Are you thinking about buying the iPhone 15 once it's released? Apple's upcoming iPhones are rumored to be announced on September 13, so you might be toying the idea right now about buying one of them. Considering how the iPhone 15 Pro Max is being hyped as the biggest leap since the iPhone X, thanks to rumored features like a periscope camera lens, titanium frame, and a new A17 Bionic chip, it might be worth upgrading especially if you have a much older smartphone.
When you upgrade to a new iPhone, you don’t need to toss your old one in a drawer — unless you plan on giving it to someone in the family as a hand-me-down. Instead, you can trade it in or make a little bit of cash by reselling it.
But before you pass your device on to a new owner, you’ll need to save your data and then remove it to ensure your personal information stays secure. Here are eight steps to take before you resell your iPhone.
1. Create a backup of your data
If you already have a new iPhone in hand, this first step is easy — use Quick Start to transfer all of your data from your old device to your new one. If you need to create a separate backup for any reason, you can use iCloud or your desktop computer using iTunes.
If you have limited time or storage space, first reduce the size of your backup by deleting unused apps. Then go to Settings > iCloud > iCloud Backup and tap Back Up Now. You can create backups using cellular data, but it’s probably best to be connected to a strong Wi-Fi network. Even if you have automatic iCloud backups enabled, go ahead and create a new one right before you wipe your device.
Alternatively, you can plug your iPhone into your Mac or PC via USB and create a backup manually.

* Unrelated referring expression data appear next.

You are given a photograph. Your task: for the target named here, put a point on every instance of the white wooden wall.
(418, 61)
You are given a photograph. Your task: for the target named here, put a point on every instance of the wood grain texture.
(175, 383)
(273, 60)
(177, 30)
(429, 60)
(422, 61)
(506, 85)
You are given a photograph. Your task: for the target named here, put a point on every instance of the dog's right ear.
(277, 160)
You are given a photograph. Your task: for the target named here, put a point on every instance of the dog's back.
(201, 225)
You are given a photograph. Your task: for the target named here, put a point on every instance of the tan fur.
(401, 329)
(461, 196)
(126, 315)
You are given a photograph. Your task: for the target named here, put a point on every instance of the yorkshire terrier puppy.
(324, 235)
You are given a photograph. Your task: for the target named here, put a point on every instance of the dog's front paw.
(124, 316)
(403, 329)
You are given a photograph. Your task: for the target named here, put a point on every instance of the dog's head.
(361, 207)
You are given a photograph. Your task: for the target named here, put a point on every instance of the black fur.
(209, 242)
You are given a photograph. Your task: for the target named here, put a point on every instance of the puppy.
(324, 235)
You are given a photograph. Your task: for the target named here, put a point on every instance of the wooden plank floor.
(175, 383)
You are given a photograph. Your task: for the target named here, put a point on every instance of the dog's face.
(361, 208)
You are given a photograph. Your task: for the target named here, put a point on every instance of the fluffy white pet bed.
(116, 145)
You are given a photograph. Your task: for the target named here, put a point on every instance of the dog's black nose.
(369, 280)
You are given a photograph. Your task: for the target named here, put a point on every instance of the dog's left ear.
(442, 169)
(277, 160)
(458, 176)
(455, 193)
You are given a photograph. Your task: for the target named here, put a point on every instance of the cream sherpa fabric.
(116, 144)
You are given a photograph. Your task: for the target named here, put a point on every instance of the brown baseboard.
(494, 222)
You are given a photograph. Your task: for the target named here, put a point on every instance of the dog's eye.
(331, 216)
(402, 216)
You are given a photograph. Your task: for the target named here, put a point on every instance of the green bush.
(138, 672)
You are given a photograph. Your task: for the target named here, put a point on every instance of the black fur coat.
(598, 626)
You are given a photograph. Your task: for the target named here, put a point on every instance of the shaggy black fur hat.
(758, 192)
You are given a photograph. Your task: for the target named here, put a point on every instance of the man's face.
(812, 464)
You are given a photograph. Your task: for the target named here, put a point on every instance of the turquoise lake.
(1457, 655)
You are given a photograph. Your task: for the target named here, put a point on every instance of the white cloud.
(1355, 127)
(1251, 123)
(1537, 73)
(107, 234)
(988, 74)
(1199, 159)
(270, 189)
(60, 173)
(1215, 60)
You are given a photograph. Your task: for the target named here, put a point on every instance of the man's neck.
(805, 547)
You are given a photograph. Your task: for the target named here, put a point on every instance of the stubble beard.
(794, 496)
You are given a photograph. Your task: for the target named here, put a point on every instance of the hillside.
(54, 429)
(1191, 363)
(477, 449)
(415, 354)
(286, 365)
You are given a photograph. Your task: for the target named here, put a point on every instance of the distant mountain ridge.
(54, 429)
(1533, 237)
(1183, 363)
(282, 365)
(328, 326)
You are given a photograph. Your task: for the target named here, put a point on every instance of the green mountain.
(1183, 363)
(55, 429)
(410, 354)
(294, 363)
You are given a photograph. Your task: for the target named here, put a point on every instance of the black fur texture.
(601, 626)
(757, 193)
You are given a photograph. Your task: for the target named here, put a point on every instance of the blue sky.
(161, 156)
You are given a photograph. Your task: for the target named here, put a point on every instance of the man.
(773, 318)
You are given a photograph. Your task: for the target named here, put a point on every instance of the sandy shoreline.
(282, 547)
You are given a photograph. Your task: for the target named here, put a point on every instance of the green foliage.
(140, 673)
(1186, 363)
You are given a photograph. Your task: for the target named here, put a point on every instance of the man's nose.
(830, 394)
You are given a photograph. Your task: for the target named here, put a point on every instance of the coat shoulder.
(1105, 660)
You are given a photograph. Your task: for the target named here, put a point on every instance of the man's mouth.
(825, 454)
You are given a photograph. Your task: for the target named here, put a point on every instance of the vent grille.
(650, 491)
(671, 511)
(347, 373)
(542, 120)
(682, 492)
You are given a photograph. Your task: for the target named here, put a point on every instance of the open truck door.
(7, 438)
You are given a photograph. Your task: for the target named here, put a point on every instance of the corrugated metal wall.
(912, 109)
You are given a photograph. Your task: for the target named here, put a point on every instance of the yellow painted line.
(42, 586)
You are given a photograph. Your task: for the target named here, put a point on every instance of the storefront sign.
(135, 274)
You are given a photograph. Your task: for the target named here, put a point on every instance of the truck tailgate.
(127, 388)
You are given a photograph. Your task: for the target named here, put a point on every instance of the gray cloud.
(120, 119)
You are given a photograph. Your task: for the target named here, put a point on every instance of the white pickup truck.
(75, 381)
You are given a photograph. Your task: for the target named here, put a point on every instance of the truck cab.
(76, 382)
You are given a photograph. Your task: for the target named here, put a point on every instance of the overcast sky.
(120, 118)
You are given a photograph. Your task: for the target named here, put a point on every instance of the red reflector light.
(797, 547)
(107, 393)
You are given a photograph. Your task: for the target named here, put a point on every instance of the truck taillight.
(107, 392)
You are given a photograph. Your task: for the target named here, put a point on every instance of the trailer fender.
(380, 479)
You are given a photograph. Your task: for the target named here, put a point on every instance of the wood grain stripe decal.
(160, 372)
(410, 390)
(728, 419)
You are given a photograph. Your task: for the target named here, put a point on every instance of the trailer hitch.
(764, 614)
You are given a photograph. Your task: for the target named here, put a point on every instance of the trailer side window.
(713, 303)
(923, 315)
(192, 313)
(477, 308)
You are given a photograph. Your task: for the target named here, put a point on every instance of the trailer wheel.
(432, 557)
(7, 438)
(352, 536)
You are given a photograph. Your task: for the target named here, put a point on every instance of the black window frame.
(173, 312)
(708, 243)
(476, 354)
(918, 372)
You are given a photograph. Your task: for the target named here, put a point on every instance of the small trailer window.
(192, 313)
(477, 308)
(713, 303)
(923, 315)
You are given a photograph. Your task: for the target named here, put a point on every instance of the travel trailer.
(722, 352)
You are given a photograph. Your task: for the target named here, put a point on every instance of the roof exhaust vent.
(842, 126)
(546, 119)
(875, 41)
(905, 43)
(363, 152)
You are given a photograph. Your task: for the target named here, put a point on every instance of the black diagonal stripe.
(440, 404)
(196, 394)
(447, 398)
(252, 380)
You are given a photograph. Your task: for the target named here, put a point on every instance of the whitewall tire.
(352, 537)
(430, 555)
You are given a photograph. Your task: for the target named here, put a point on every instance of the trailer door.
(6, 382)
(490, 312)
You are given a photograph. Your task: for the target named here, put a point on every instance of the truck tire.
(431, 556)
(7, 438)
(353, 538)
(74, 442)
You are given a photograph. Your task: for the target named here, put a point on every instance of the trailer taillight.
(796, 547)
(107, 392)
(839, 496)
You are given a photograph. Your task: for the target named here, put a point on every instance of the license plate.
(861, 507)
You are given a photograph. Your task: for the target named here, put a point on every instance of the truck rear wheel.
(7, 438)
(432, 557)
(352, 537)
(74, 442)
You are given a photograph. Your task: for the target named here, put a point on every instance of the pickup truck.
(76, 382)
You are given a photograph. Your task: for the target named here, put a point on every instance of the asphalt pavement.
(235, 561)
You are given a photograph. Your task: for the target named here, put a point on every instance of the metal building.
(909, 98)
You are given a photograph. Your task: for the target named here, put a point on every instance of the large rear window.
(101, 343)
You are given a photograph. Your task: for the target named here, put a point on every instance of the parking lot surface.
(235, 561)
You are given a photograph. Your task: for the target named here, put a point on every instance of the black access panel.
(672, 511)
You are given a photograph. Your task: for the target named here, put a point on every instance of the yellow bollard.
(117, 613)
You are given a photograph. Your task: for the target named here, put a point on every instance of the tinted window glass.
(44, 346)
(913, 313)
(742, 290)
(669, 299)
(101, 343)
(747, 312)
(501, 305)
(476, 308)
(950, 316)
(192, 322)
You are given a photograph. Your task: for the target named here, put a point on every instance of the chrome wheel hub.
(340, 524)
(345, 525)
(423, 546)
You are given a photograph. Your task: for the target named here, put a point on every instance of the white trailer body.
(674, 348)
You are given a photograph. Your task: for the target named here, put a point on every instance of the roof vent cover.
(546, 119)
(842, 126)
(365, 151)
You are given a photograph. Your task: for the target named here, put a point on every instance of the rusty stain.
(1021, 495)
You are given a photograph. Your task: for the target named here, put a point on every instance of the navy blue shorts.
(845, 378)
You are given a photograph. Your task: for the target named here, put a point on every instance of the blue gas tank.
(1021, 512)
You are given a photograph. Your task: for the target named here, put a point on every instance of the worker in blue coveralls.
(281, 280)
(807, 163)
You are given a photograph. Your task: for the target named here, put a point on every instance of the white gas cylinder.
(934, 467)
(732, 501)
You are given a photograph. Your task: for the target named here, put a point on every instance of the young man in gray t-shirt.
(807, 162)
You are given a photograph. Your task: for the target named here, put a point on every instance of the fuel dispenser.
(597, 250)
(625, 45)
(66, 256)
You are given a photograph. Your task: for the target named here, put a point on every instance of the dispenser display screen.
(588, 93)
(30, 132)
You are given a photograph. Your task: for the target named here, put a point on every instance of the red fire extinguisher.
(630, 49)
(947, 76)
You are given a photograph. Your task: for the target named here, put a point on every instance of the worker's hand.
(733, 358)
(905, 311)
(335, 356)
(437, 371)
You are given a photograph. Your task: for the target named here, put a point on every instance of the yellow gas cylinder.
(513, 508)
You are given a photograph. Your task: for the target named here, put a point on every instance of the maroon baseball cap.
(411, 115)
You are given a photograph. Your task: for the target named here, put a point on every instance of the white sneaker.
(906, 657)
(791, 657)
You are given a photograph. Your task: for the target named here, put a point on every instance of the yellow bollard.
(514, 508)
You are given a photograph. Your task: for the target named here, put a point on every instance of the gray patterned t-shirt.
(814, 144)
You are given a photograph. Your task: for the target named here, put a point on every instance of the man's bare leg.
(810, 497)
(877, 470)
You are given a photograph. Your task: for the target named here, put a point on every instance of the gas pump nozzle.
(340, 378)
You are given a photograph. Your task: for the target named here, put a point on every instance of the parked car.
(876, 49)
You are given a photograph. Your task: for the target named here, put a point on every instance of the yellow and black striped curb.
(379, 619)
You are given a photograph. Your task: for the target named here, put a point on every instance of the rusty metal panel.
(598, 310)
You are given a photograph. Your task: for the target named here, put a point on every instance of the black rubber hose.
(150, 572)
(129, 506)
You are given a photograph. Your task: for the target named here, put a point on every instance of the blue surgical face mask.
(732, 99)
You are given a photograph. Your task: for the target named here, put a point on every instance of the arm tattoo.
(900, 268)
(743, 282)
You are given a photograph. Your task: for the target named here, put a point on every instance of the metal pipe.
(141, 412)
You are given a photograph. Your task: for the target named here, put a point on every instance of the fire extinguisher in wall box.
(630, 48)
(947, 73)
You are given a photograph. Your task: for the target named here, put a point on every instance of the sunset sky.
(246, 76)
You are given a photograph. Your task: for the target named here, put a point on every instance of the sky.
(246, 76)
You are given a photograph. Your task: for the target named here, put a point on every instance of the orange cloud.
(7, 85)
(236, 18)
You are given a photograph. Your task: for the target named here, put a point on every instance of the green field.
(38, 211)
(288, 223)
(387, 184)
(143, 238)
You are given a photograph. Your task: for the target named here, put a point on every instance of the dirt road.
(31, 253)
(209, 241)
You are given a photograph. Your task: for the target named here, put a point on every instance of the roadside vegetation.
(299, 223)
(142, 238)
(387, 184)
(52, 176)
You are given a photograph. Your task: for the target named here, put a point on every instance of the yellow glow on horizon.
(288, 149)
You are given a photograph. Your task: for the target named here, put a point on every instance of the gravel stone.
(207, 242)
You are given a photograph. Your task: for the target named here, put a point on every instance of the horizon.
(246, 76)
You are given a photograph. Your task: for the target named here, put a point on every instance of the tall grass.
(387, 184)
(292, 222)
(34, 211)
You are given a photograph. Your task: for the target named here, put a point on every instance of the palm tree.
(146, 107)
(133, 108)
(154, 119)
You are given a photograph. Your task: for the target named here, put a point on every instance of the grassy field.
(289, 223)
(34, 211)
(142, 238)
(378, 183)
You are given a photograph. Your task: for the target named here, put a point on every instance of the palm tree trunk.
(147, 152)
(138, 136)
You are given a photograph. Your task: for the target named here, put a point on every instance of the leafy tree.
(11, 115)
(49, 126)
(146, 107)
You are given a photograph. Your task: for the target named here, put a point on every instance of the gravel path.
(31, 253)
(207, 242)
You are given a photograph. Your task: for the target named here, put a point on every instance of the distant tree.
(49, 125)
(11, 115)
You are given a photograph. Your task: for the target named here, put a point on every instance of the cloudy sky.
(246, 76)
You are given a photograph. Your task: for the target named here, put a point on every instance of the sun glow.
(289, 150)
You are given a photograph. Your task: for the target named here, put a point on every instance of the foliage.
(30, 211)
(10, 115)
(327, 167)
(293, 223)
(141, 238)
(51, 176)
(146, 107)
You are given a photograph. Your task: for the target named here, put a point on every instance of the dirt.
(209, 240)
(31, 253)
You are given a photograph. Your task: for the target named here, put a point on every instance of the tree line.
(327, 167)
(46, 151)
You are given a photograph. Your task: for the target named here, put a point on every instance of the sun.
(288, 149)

2. Unpair your iPhone from other devices
Delete any existing pairings between your iPhone and accessories like AirPods, Apple Watches, CarPlay, and other third-party Bluetooth devices like wireless headphones and Bluetooth speakers. Go to Settings > Bluetooth and make sure your Bluetooth connection is toggled on to see all paired devices. Tap the info button next to each device and select Forget This Device to unpair.
To unpair your Apple Watch, open the Apple Watch app on your iPhone. From the My Watch tab, select All Watches in the top left corner. Tap the info button next to your watch and select Unpair Apple Watch at the bottom of the screen. You may need to remove your cellular plan if you have one connected to your device. Then enter your Apple ID password and tap Unpair.
3. Cancel your AppleCare plan
If you purchased an AppleCare plan for your iPhone that is still active, terminate the plan to ensure you’re not paying for coverage you’re not using. Plans billed monthly or annually can be canceled on your device via Settings > Apple ID > Subscriptions. If you don’t see your plan listed, or if you paid for the plan upfront, you’ll need to contact Apple Support.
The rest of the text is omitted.